The results of the agarose gel electrophoresis are clearly visible in (photograph I and photograph I, a) wells 1, 3, 4, and 5 all show migration toward the positive electrode. Well (1) was the standard HRP 804 Mixture, well (3) 5X protein buffer + root supernatant , well (5) 5X protein buffer + leaf supernatant, and well (4) 5X protein buffer + stem supernatant. The results of polyacrylamide gel electrophoresis (#1) can be seen in (photograph III), wells (6) 5X protein buffer + stem supernatant and (7) 5X protein buffer + leaf supernatant show no significant migration however, well (8) standard Congo Red does show migration in the positive direction. The results of polyacrylamide gel electrophoresis (#2) can be seen in (photograph II and II, a), wells 1-7 all show migration toward the positive electrode. Well (1) Hemoglobin Albumin, well (2) Cytochrome C, well (3) HRP Mixture, well (4) HRP Basic, well (5) 5X protein buffer + root supernatant, well (6) 5X protein buffer + stem supernatant, and well (7) 5X protein buffer + leaf supernatant.

Conclusion

In both the agarose gel electrophoresis and the polyacrylamide gel electrophoresis (#2), positive migration could be seen in the root, stem and leaf.

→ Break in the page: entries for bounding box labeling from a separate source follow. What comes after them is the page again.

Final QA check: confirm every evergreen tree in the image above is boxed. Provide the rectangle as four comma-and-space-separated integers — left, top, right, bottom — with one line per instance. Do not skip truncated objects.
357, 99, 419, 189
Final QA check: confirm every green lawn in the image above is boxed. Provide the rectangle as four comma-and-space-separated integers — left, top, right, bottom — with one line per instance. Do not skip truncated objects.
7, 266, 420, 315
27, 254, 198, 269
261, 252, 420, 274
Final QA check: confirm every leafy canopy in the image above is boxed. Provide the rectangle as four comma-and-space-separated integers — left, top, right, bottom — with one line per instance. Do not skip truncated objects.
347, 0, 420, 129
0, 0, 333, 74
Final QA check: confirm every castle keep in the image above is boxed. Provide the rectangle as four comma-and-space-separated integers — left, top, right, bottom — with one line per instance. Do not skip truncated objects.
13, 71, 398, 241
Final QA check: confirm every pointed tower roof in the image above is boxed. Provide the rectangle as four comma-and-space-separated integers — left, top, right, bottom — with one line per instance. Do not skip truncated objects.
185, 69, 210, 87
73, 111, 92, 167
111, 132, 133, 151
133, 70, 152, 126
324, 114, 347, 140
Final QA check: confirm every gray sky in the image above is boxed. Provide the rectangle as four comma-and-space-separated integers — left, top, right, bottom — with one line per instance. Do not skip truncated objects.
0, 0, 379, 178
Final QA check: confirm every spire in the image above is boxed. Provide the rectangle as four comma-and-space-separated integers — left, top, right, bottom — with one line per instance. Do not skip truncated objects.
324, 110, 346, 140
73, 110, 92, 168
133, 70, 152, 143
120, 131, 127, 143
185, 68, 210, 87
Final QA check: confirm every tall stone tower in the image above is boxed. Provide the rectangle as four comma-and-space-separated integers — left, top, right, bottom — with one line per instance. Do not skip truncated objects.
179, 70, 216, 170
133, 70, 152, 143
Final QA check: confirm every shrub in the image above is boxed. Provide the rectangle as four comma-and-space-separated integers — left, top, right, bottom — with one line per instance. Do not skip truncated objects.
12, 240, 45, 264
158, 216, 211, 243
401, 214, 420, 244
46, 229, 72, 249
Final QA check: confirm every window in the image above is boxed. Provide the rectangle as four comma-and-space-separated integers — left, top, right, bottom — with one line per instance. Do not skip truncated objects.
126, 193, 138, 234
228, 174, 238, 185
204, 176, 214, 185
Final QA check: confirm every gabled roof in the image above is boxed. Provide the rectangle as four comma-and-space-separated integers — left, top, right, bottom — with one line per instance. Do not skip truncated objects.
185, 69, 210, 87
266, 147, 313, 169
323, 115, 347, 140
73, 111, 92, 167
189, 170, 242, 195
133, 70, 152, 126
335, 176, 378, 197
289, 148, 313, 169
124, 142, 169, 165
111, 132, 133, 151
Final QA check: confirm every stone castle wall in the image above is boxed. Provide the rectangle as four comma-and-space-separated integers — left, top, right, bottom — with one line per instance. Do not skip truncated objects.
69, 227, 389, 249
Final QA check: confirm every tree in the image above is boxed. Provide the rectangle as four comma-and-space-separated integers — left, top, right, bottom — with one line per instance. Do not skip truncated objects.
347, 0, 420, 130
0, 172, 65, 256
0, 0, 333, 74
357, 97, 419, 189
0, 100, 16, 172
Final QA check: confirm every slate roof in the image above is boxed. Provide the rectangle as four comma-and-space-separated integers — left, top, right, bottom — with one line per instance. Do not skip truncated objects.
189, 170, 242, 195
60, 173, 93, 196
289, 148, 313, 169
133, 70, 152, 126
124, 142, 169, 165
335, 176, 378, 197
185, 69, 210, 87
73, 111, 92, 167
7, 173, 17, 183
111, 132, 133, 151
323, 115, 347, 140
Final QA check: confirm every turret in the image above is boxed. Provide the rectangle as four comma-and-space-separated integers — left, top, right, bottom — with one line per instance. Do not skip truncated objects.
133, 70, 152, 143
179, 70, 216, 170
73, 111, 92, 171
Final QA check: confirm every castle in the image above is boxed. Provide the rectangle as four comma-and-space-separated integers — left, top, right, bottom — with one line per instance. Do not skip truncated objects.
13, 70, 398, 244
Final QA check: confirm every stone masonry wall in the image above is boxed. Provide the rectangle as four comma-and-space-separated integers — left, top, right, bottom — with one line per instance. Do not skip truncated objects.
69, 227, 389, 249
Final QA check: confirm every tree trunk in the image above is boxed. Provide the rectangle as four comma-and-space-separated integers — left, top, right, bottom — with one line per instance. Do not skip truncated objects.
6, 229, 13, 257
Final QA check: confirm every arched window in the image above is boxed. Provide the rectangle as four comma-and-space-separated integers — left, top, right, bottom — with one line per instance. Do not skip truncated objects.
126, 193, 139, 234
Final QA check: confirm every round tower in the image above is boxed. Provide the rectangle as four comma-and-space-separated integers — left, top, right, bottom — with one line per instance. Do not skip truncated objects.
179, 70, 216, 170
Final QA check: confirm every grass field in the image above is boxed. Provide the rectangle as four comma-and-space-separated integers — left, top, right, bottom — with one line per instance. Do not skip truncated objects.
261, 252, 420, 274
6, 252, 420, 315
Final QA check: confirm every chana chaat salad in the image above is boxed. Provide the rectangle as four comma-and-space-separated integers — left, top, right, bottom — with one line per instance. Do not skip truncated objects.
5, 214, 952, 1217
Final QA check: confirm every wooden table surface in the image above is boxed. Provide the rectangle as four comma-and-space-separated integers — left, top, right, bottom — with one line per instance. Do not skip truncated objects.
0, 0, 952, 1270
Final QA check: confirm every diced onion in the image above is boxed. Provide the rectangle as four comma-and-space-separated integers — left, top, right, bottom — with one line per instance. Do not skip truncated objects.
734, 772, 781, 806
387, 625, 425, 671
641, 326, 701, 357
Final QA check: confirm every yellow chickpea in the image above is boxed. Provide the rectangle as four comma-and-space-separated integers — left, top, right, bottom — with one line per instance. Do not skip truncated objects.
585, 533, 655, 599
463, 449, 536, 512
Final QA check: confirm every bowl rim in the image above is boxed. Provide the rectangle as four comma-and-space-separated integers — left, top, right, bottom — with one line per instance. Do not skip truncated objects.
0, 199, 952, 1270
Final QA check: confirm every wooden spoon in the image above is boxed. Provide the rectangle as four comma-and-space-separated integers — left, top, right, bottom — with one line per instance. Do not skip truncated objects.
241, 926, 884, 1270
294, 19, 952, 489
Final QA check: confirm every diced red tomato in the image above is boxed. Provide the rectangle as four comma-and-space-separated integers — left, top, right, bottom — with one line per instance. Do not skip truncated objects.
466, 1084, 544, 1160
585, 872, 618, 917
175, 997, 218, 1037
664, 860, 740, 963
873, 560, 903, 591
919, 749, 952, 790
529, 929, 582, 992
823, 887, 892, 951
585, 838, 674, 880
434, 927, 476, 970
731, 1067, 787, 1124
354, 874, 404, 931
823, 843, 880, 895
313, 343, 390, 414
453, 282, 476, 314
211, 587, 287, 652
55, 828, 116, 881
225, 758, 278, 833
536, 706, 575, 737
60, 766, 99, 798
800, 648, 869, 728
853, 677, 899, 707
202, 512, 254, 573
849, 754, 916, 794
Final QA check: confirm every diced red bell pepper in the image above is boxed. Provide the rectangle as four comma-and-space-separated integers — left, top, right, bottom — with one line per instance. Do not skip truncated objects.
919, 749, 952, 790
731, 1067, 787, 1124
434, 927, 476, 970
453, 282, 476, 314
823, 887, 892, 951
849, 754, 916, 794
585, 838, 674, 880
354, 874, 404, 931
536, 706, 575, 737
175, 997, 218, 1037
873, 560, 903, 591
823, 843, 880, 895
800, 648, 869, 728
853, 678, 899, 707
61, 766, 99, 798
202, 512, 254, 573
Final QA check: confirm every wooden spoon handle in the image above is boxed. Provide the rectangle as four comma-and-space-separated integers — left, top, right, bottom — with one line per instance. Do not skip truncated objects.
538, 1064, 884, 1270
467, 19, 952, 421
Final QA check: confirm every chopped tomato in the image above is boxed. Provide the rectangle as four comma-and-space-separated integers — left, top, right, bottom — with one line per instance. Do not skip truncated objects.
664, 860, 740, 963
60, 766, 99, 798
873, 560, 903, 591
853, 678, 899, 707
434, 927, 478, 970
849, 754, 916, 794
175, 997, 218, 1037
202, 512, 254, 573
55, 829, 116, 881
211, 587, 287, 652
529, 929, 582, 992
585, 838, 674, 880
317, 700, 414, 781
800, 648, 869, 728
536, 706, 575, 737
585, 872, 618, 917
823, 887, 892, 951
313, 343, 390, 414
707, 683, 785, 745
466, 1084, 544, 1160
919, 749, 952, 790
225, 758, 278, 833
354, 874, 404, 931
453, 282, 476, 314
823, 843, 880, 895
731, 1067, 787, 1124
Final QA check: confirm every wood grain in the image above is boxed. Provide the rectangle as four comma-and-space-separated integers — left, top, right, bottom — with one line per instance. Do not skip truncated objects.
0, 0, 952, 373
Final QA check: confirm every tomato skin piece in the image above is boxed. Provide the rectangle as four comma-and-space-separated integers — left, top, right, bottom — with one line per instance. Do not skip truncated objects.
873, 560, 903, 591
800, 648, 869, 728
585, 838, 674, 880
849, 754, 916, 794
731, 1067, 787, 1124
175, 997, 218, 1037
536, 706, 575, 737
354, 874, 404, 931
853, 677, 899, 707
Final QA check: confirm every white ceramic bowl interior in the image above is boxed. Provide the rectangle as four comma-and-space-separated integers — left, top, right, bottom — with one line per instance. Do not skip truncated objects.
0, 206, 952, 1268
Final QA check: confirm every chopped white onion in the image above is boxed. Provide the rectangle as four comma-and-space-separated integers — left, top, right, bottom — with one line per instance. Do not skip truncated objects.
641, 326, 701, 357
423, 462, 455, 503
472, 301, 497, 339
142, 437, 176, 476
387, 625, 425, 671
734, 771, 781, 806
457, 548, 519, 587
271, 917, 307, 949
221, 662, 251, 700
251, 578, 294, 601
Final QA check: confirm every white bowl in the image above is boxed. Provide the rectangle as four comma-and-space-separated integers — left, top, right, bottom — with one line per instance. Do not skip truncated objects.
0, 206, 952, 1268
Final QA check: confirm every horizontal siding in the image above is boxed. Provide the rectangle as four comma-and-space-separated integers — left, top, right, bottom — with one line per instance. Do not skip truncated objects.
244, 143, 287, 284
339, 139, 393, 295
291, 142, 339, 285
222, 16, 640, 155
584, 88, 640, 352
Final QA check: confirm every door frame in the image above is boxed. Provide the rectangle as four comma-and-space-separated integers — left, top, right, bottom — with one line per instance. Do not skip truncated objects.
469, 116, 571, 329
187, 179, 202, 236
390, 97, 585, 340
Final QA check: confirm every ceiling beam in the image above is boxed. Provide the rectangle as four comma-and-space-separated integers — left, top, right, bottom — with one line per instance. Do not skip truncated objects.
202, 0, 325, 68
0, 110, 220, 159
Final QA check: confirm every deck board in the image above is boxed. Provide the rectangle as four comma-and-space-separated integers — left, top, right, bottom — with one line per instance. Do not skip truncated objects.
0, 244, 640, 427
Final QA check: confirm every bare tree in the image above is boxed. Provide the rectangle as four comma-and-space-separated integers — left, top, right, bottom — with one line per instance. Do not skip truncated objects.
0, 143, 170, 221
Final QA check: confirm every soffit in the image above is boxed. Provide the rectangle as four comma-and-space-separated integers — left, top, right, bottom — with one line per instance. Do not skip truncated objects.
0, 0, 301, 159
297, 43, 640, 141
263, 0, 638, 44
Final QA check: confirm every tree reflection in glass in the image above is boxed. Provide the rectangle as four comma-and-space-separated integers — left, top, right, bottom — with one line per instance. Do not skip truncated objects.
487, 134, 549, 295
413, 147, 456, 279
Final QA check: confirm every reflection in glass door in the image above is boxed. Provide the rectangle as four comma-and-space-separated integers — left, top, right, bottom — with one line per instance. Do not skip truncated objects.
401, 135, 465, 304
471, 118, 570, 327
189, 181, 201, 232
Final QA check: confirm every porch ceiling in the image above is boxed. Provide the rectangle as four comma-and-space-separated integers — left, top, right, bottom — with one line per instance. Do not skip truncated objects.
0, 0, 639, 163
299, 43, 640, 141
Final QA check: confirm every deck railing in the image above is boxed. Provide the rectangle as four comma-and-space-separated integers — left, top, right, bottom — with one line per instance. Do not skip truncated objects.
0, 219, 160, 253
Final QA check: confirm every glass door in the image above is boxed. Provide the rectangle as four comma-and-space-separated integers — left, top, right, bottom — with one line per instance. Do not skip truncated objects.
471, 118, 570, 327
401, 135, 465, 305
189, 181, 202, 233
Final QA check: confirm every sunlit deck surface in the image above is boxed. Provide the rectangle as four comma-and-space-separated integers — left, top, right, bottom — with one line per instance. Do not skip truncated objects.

However, there was a noticeable increase in migration of the root and leaf that was evident in both the agarose gel and polyacrylamide gel. It is possible that two factors played a role in this outcome: (1). The fact that agarose gel and polyacrylamide gel separate proteins on the basis of size and charge (Chrambach and Rodbard, 1971). (2). The rate of movement will increase with net charge and strength of electric field and decrease with size (Hillis, Moritz, and Malde, 1996). Therefore indicating that there was an increase in the net charge and the size of the root and leaf proteins must be small in comparison to the stem protein. This research sought to compare the distribution patterns of isoenzymes within the root, stem, and leaf of the Zinnia elegans (common name, Zinnia) by means of electrophoresis. Through the findings from this experiment it can be concluded that the distribution patterns of isoenzymes was found to be very similar in the root and leaf during agarose gel and polyacrylamide gel electrophoresis (#2). The results of polyacrylamide gel electrophoresis (#1) proved to be inconclusive.